A BEGINNER’S GUIDE TO SYSTEMATIC TRADING

A common question we see being asked by both beginner and amateur traders alike is what are the differences between stock trading and commodity trading. 

This question is actually incredibly important – the distinctions between stocks and commodities are actually quite vast in nature, and in reality, the trading experience with them both can be entirely different.

This is why knowing the difference between the two is essential for every trader, and this is exactly what we are going to be talking about in this article. Let’s jump straight into it and talk about the differences between stock trading and commodity trading.

stock vs commodities

Stocks & Commodities: What Are They Really?

Before taking a look at why the experience of trading stocks and commodities differ, we first need to take a look at the differences between stocks and commodities as a whole. 

If you are already somewhat familiar with investing and are well-accustomed to both of these terms, then feel free to skip this section. However, even if this is the case, having a good understanding of what stocks and commodities are can give you a much better idea as to what the trading experience entails with each of them, and there are a few differences that become glaringly obvious. 

A stock is a share of capital raised by a company or corporation. This means that when you buy a stock, you are quite literally buying a small portion of said company, and it is actually possible to take over a company if you own a large enough stake in a business. 

Commodities have very little to do with stocks, in that they represent a tangible material that can be bought or sold such as oil or gold. Unlike a stock, when you invest in a commodity, you do not actually own said asset. This is a key point about commodities that sets that apart from most other investments, and it is something we are going to talk about later in this article. 

However, the fact that commodities represent a tangible material makes them much more likely to experience large price fluctuations when compared to stocks. This changes the entire trading experience substantially, and it inherently means you cannot treat both assets the same. 

Sure, both are assets that can go up or down in price, and both can be purchased through brokerages and investment sites. Although, this is as far as their similarities go, and in reality, they are quite far removed from one another.

Long Term Vs Short Term

One of the most notable differences between trading stocks and commodities is the length of time you are going to hold each asset. Whilst both assets retain the ability to rise or fall in price at any time, due to the fact that with stocks you are investing in an actual company instead of a material, stocks tend to be much more stable. 

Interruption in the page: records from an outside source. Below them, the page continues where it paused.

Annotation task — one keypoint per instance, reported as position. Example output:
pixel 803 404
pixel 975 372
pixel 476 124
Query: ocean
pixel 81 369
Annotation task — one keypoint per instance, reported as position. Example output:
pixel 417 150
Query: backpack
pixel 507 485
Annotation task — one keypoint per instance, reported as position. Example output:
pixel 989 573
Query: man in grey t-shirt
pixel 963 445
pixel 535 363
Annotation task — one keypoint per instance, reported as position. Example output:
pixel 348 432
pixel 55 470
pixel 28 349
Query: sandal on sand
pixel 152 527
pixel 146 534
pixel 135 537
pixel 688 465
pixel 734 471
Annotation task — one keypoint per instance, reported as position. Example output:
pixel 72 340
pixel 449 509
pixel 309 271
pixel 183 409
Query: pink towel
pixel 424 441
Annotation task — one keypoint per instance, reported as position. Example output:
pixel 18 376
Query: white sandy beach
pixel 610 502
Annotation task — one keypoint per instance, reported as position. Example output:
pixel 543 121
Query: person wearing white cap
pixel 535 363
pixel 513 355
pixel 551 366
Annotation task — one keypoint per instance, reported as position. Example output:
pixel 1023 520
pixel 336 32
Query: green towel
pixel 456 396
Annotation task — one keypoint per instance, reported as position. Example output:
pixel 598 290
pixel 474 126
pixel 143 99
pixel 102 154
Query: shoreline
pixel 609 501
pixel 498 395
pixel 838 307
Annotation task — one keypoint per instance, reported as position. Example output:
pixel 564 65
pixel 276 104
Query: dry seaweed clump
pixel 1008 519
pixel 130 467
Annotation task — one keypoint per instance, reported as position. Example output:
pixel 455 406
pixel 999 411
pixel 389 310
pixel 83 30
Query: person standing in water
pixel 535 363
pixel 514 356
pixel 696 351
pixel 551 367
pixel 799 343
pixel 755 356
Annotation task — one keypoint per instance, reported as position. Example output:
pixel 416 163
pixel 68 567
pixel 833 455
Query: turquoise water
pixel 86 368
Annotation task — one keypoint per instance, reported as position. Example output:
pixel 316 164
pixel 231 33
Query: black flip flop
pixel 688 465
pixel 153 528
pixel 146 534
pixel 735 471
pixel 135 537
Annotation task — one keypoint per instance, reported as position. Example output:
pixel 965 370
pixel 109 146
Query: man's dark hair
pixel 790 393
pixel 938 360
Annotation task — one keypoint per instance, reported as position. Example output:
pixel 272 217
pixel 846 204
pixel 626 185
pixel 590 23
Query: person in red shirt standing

This is simply because it is somewhat rare to see a company go down in value substantially in a short period of time, and while it is possible, it only usually occurs in situations where said business is involved in some sort of scandal. 

Commodities, on the other hand, do not share this same fate. Because of how supply and demand works, commodities regularly see huge jumps/drops in price, and they often experience incredibly volatile markets.

This makes commodities have much higher returns potential in the short term when compared to stocks, and it makes them much better suited for people who are looking to make a sizable return quickly. 

Of course, this also comes with added risk, and the chances of you losing a large chunk of your investment in a matter of days are much higher with commodities than it is with stocks. 

However, commodities often make a better choice for professional investors that have a ton of spare time to speculate on upcoming trends and predictions, and as a result, this also makes them much less beginner-friendly. 

Do You Want To Actually Own Your Assets?

As we mentioned earlier, one of the prime differences between commodities and stocks is ownership. With a stock, you actually own a small portion of a business, and this is just not the case when it comes to commodities. 

This makes the two have a few key distinctions. With stocks, if a company is losing value rapidly, you are essentially going down with the ship. If a business collapses and you don’t get out in time, you can potentially lose your entire investment. 

However, with commodities, even if you experience a huge drop in price and lose a ton of your investment, the chances of said asset returning to its original price are much higher if it is a material in high demand, and this can provide a level of safety that some stocks are not able to provide. Examples include copper, oil, palm oil, orange juice etc.

 

We hope we have been able to give you a much better idea as to what the differences are between trading stocks and commodities. Learning the differences between the two is essential if you want to take that next step in your trading journey, and being able to utilise them both is going to be astronomically beneficial. 

Neither stocks or commodities are better than the other – they are both entirely separate investments, and either one may be better suited to you based on your overall knowledge and tolerance for risk. Good luck.